Mon père est décédé lorsque j’étais en classe de 5ème en 1972. Dans l’année qui a suivi son décès, alors que j’étais dévasté par la mort de mon père, j’ai été violé par mon professeur de Français, également mon professeur principal. Mon agresseur était un religieux, non ordonné prêtre, qui décédera en 2019. J’ai perdu toute foi et je suis agnostique.
Après ce viol, j’ai subi une amnésie traumatique pendant des années. Une période de profonde déprime, une période interminable, comme vivre dans le brouillard, qui s’est terminée en première ou en terminale. Ma mémoire a complétement évacué l’agression. Les premiers souvenirs sont remontés à la surface après la fin de la prescription pénale légale, lorsque j’avais la quarantaine. Les suites de ce viol ont été très importantes et ont occasionné des conséquences personnelles, relationnelles, familiales, sociales, professionnelles. L’impact a été particulièrement lourd pour moi.
Pendant très longtemps, je n’ai pu parler de ce qui m’est arrivé, que ce soit dans un cadre familial, social, amical etc… Par la psy et la thérapie, j’ai mis des années à émerger pour reconstituer ce qui m’était arrivé. J’ai été confronté à la question de la honte, à la difficulté de parler pour dire quoi, comment et à qui. Il y a aussi la peur d’être jugé. Arriver à se reconnaitre victime et à le dépasser a été très difficile pour moi. L’impunité de l’agresseur est difficile à vivre, c’est une injustice terrible. En raison de la prescription pénale, je n’ai pu agir à temps. Mon agresseur est mort en 2019.
J’ai été soutenu par une partie de ma famille, avec beaucoup de compréhension et d’empathie, lorsque j’ai dit ce qui m’était arrivé. Au contraire une autre partie des membres de ma famille ne m’a pas soutenu, soit par incompréhension, soit que mon témoignage heurtait leurs convictions catholiques.

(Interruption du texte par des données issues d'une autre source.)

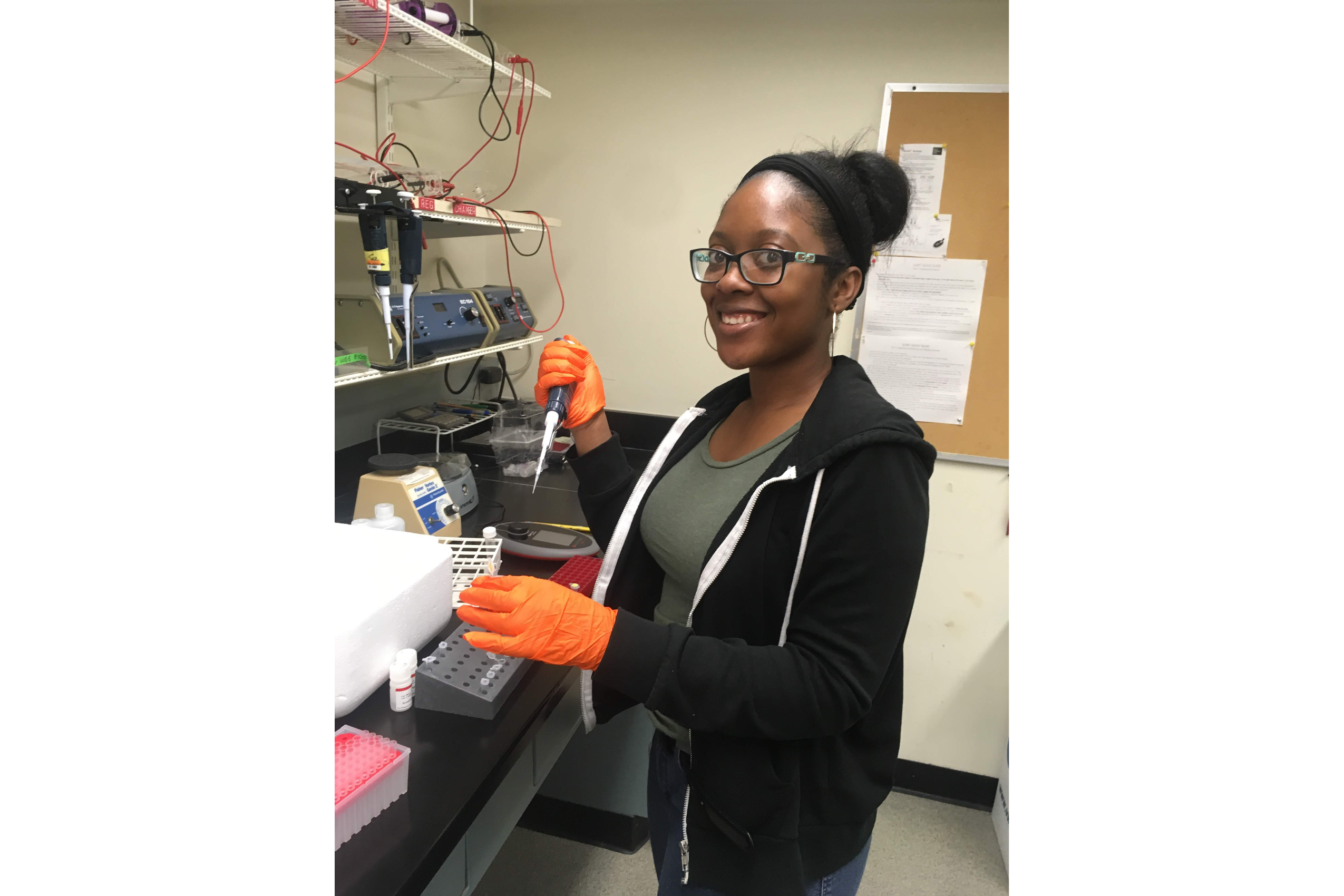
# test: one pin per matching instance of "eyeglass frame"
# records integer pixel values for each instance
(807, 258)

Les conséquences de ce viol ont été majeures pour moi, c’est quelque chose qui est présent, toujours. Je n’ai pas eu d’addictions, mais l’idée du suicide a été longtemps très forte.
Je me suis adressé à la Commission Reconnaissance et Réparation à l’automne 2022, ainsi qu’à France Victimes. France Victimes m’a également aidé à évoluer sur le fait d’avoir été victime et d’avoir dépassé ce stade.
Les déclencheurs de ma démarche ont été l’affaire Preynat, l’affaire Barbarin, la sortie du film Grâce à Dieu, et surtout la sortie du rapport de la Ciase en octobre 2022.
Mon dossier a été reconnu par la CRR en 2023 ; la congrégation a reconnu la responsabilité de mon agresseur et m’a présenté ses excuses par écrit et verbalement lors d’une réunion tripartite, CRR, la congrégation et moi.
En 2024, j’ai participé comme co-auteur, à la rédaction de l’ouvrage « Quand le diable a revêtu l’habit » paru aux Éditions Karthala / Paris – juin 2024 avec le texte « Dire » écrit sous pseudo Pierre.
Au-delà de mon cas personnel, dire ce qui m’est arrivé, je pense que le devoir des victimes est de s’exprimer afin que d’autres victimes se manifestent et osent parler et dire ce qui leur est arrivé. Et enfin sortir de la honte, du silence.